Abgeordnete Dr. Eva Glawischnig-Piesczek (Grüne): Frau Präsidentin! Herr Bun­desminister! Geschätzte Kolleginnen und Kollegen im Nationalrat! Ich glaube, es ist eine gute Tradition in Österreich, dass sich manchmal Institutionen wie der Rech­nungshofpräsident, der Bundespräsident oder auch der Präsident des Verfassungs­gerichtshofes zu politischen Fragen äußern und auch ihre Meinung dazu kundtun. Und ich denke, dass das auch eine gute Tradition in Österreich ist, sich das anzuhören, das ernst zu nehmen, auch wenn man nicht dieselbe Meinung vertritt.

Das, was ich heute von der SPÖ gehört habe, nämlich den Präsidenten des Verfas­sungsgerichtshofes als inkompetent und anmaßend zu beschreiben, ist etwas, was mir nur aus der „besten“ schwarz-blauen Zeit – unter Anführungszeichen – bekannt ist (Zwischenrufe bei der ÖVP), wo man Kritiker diffamiert hat, Kritiker systematisch diffa­miert hat. Das ist wirklich etwas Neues. (Beifall bei den Grünen. – Abg. Strache: Sie brechen Gesetze! Ihre Abgeordneten brechen Gesetze!)

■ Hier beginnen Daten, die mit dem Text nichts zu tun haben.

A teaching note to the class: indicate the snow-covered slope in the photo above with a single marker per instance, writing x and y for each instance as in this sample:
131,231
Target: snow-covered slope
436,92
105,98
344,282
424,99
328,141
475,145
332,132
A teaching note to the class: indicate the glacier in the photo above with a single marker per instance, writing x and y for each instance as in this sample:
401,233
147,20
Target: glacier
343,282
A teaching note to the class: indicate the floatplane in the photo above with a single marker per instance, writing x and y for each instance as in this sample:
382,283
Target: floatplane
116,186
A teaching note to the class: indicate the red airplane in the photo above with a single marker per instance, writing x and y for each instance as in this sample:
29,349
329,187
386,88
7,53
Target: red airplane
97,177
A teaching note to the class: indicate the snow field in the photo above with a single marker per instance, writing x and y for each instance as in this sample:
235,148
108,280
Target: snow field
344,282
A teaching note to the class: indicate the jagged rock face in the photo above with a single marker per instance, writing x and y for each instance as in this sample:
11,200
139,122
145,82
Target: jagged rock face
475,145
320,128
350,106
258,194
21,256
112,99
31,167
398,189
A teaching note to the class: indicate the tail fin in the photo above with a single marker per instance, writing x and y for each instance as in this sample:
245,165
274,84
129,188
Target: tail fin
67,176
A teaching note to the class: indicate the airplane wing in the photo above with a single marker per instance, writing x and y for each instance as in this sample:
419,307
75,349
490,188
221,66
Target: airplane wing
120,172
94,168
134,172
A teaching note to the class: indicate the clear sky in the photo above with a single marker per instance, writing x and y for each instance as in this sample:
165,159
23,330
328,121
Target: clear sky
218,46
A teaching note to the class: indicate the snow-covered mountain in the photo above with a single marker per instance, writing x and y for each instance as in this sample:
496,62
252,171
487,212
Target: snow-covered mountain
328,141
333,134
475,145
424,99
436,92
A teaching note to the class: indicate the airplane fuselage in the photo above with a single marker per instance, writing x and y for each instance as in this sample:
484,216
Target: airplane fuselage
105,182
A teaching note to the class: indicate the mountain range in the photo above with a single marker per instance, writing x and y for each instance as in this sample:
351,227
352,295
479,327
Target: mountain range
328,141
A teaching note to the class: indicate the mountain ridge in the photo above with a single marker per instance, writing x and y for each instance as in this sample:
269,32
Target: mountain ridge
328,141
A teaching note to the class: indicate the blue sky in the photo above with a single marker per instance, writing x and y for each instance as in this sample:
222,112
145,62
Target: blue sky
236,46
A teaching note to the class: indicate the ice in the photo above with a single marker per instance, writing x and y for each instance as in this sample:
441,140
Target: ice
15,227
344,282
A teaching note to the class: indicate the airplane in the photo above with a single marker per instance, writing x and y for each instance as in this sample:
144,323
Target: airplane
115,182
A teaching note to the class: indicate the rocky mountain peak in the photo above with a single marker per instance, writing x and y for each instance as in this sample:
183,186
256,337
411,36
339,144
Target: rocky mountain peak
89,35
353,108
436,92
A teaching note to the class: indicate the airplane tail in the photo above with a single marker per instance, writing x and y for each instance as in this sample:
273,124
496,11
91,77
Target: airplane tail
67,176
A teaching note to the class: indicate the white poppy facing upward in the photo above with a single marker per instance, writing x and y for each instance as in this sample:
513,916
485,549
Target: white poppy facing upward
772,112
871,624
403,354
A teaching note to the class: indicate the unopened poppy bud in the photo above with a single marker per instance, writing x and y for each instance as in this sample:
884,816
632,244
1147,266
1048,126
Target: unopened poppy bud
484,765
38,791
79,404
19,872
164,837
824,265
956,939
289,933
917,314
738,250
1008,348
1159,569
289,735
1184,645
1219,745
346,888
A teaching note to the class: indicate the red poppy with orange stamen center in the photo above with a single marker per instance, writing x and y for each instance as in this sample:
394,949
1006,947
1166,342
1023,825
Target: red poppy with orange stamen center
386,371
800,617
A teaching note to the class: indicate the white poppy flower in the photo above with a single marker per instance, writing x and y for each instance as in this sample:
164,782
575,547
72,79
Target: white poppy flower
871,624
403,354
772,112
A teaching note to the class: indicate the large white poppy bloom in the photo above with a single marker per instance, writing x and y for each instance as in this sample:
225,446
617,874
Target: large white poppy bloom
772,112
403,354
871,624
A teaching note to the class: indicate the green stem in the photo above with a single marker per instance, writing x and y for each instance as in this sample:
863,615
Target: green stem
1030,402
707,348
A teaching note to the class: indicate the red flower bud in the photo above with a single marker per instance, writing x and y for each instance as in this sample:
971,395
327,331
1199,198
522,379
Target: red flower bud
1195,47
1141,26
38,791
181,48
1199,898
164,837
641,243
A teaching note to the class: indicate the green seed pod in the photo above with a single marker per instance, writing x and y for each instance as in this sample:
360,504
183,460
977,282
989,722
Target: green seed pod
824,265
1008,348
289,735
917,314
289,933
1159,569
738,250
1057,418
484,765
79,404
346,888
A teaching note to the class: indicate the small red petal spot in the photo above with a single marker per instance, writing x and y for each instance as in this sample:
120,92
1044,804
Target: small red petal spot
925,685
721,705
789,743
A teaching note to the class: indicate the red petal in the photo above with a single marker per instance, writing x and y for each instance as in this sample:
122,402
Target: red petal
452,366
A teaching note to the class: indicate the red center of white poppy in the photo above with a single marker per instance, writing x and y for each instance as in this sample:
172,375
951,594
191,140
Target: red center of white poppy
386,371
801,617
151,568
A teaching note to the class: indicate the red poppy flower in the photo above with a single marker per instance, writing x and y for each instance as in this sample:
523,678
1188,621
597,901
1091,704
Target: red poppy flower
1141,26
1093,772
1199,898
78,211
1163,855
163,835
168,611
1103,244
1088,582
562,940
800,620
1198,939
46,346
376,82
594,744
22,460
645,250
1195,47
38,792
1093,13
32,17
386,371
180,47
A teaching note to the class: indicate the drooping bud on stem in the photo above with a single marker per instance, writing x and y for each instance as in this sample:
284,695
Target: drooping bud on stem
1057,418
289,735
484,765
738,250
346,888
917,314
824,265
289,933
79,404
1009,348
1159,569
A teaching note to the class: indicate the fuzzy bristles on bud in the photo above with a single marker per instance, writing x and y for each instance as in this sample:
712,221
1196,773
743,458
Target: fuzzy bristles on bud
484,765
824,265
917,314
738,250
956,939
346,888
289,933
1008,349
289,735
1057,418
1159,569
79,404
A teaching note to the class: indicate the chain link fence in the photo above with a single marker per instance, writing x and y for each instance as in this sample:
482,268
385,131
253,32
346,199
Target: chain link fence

Der Herr Präsident des Verfassungsgerichtshofes hat juristisch vielleicht etwas kom­plex formuliert. Er hat davon gesprochen, dass ein Grundrecht verletzt ist, dass die EMRK verletzt ist, dass das Rechtsstaatsprinzip verletzt ist. Aber eines ist er sicher nicht: Er ist sicher nicht inkompetent. Das ist wirklich eine Entgleisung gewesen, die ihresgleichen sucht. (Beifall bei den Grünen. – Abg. Parnigoni: Wenn er sich in dieser Art und Weise verhält, dann ist er es!)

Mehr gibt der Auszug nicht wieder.